ESPN FC: Por João Luis Jr.

Quando Pedro Rocha abriu o placar para o Cruzeiro, aos 39 do primeiro tempo, a sensação era de estar vendo a reprise de um filme de terror com mais sequências do que qualquer “Sexta-Feira 13” ou “A hora do espanto”. O Flamengo dentro de casa, dominando as ações mas incapaz de finalizar com perigo, sofrendo um gol aleatório numa falha da defesa, é uma história já comum nos últimos anos, que quase sempre vem logo antes de momentos de tensão, desespero e pontos perdidos que fazem muita falta lá na frente.

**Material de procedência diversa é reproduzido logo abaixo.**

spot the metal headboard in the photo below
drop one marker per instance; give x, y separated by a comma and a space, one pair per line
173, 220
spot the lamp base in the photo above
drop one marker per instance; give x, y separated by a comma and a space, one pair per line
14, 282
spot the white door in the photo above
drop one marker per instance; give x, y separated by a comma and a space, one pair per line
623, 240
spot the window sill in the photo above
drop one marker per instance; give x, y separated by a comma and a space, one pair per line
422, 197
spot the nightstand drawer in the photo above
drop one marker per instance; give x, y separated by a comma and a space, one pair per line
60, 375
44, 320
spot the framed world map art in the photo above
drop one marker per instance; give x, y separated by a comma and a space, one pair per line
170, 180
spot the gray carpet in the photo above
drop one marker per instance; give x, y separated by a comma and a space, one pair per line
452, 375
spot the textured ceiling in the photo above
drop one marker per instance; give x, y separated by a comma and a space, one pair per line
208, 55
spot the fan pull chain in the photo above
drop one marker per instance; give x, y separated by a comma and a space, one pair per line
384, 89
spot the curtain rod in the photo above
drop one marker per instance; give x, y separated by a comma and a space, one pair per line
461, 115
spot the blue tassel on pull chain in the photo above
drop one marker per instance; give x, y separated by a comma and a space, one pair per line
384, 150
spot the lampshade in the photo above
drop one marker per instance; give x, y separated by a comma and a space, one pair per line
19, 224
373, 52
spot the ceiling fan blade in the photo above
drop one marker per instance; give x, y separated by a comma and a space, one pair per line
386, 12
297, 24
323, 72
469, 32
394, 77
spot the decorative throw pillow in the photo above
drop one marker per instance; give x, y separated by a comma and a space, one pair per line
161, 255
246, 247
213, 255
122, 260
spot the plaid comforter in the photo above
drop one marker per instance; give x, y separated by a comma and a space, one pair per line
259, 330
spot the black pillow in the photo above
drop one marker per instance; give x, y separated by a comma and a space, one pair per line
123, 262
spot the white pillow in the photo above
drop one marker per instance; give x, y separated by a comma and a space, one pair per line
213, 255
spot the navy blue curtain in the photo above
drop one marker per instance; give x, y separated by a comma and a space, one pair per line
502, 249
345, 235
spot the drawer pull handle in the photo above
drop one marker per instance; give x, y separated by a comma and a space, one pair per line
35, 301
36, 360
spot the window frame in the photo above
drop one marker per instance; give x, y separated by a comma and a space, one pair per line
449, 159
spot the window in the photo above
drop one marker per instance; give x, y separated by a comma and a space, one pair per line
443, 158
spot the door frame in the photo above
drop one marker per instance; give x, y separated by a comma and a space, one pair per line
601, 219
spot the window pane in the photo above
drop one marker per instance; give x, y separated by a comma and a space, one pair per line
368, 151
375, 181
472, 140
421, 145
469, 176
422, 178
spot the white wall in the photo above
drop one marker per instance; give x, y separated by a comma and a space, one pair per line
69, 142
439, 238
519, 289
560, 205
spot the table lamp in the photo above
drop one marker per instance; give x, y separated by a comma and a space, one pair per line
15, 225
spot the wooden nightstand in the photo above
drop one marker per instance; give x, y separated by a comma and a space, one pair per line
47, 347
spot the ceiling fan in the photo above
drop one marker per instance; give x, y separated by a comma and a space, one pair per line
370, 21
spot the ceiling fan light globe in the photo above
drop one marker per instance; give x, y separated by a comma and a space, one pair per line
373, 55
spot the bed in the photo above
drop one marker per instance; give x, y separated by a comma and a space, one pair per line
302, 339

Mas dessa vez foi diferente. Talvez porque os deuses do futebol consideraram injusto que um jogador vitorioso como Juan se despedisse do futebol com derrota, talvez porque Bruno Henrique quis ele mesmo premiar o colega à beira da aposentadoria, talvez porque o castigo cármico destinado a seres da categoria de Mano Menezes tarda mas não falha, mas o gol adversário, que várias vezes serve para derrubar um Flamengo que começou bem, dessa vez serviu para acordar de vez a equipe rubro-negra, que empatou já no minuto seguinte, mostrando que talvez alguma lição tenha sim sido aprendida com a recente derrota na Libertadores.

Jogadores do Flamengo comemorando gol contra o Cruzeiro - Foto: Alexandre Vidal
E se no primeiro tempo o Flamengo havia sido disposto mas vacilante, no segundo ele conseguiu ser, em boa parte do tempo, o que se espera que ele seja. Uma equipe dominante e propositiva, que usa a posse de bola para acuar os adversários e a movimentação e o talento individual dos seus jogadores para confundir a marcação adversária, com um show de Bruno Henrique, o homem que faz gols de dois em dois, e uma boa apresentação de toda a equipe, incluindo até mesmo William Arão. Pará, é claro, esteve novamente abaixo da média da equipe, mas é preciso reconhecer que se ele jogasse bem não seria um “bom segundo tempo” e sim um “milagre reconhecido pelo Vaticano”.

O resultado final de 3x1 foi não apenas uma vitória convincente diante de um adversário também cotado para o título como também uma despedida à altura de Juan, um dos grandes zagueiros da história do Flamengo e do futebol mundial e que disputou neste sábado sua última partida como profissional antes de assumir um novo capítulo em sua trajetória na Gávea, dessa vez atuando fora das quatro linhas. Que ele possa, atuando no clube, ter tanto sucesso quanto teve atuando dentro de campo e ensinar para toda uma nova geração de rubro-negros que zagueiro existe para roubar bolas e evitar gols e não pra ficar sorrindo por aí.

[no único ponto negativo do fim da partida, fica aqui a torcida para que a situação de Rodrigo Caio tenha sido apenas um susto e o zagueiro se recupere rapidamente]

O Flamengo em casa, dominando as ações mas incapaz de finalizar, sofrendo um gol aleatório numa falha da defesa, é uma história já comum.